Im schwäbischen Graben sei beispielsweise "das Allerheiligste" von der Gemeinde Lagerlechfeld in einer feierlichen Prozession in die nahegelegene Mutterkirche gebracht worden. Die Kirche wurde Ende letzten Jahres in einem Gottesdienst mit dem Bischof profaniert. "Es ist keine Kirche mehr, der Tabernakel vorne ist leer.
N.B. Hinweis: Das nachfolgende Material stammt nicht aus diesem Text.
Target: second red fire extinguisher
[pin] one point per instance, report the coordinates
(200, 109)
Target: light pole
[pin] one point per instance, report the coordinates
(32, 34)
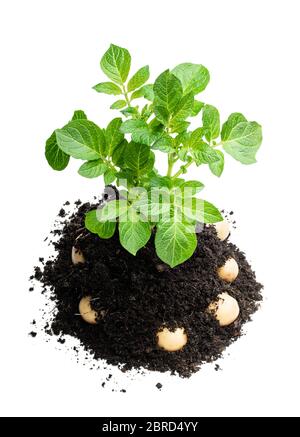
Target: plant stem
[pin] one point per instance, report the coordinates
(171, 162)
(181, 170)
(126, 97)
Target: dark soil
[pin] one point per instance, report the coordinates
(140, 294)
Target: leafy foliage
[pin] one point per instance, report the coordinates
(123, 153)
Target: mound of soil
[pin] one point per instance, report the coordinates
(140, 294)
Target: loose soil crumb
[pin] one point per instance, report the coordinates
(140, 294)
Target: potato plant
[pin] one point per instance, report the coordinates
(126, 151)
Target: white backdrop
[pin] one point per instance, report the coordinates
(50, 52)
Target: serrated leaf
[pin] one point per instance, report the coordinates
(118, 153)
(92, 169)
(217, 167)
(231, 122)
(108, 88)
(129, 111)
(191, 188)
(199, 210)
(175, 241)
(138, 79)
(134, 233)
(179, 126)
(145, 91)
(243, 141)
(204, 154)
(113, 135)
(103, 229)
(130, 126)
(163, 142)
(112, 210)
(116, 63)
(162, 114)
(79, 115)
(167, 91)
(109, 176)
(81, 139)
(193, 77)
(56, 158)
(119, 104)
(183, 109)
(197, 106)
(136, 156)
(211, 122)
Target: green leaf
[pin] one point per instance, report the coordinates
(92, 169)
(112, 210)
(136, 156)
(193, 77)
(103, 229)
(146, 91)
(134, 233)
(217, 167)
(109, 176)
(113, 135)
(138, 79)
(79, 115)
(199, 210)
(108, 88)
(129, 112)
(119, 104)
(211, 122)
(81, 139)
(183, 109)
(162, 114)
(243, 141)
(192, 187)
(116, 64)
(197, 106)
(163, 142)
(167, 92)
(118, 153)
(56, 158)
(175, 241)
(180, 126)
(204, 154)
(129, 126)
(139, 130)
(232, 121)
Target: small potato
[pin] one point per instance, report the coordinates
(223, 229)
(77, 256)
(86, 312)
(172, 341)
(226, 309)
(229, 271)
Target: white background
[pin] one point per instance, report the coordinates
(50, 52)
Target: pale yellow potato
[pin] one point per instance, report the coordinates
(223, 229)
(77, 256)
(226, 309)
(229, 271)
(86, 312)
(172, 341)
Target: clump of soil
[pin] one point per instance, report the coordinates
(140, 294)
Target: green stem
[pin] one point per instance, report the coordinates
(181, 170)
(126, 97)
(109, 164)
(171, 162)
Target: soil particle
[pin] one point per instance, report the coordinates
(140, 294)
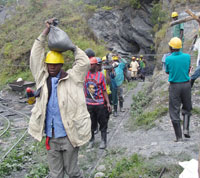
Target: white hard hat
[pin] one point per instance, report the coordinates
(19, 79)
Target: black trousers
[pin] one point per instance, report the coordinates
(179, 93)
(98, 115)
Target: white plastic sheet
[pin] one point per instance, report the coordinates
(190, 169)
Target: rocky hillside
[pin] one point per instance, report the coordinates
(106, 25)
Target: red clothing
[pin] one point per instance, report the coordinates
(94, 86)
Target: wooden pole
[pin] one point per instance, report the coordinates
(186, 19)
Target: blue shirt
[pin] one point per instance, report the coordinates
(119, 78)
(178, 66)
(53, 117)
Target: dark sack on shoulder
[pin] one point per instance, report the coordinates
(58, 40)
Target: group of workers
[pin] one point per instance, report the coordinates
(72, 106)
(103, 88)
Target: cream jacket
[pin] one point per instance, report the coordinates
(71, 99)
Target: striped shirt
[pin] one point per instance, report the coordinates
(94, 86)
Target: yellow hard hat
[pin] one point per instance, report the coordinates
(174, 14)
(104, 58)
(175, 43)
(115, 58)
(54, 57)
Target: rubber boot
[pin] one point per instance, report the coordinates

Das heißt, es ist kein Haus Gottes mehr", sagte Pfarrer Thomas Demel im Januar dem Bayerischen Rundfunk. "Jesus ist ausgezogen."

Anders als viele Gotteshäuser sei die Kapelle im ehemaligen Schülerseminar Aloysianum in Lohr am Main nie geweiht gewesen. Christian Jäger von Franken Sotheby's International Realty könnte sich ein Atelier oder eine Galerie darin vorstellen. Doch der potenzielle Käufer habe andere Pläne: ein Raum für Beratungen, Besprechungen, Vorträge, gemeinnützige Veranstaltungen und Orgel-Konzerte. Genaue Angaben zum Käufer dürfen noch nicht verraten werden, sagt Jäger. Nur so viel: "Der Kaufinteressent will an diesem Ort etwas bundesweit einmaliges schaffen."

Im selben Landkreis, in Gemünden am Main, wurde übrigens vor einigen Jahren eine entweihte Kirche zuerst zum Bauhoflager, dann zu einem Künstleratelier und schließlich zu einem Eventort. Nun soll sie Medienberichten zufolge wieder zum Gotteshaus werden.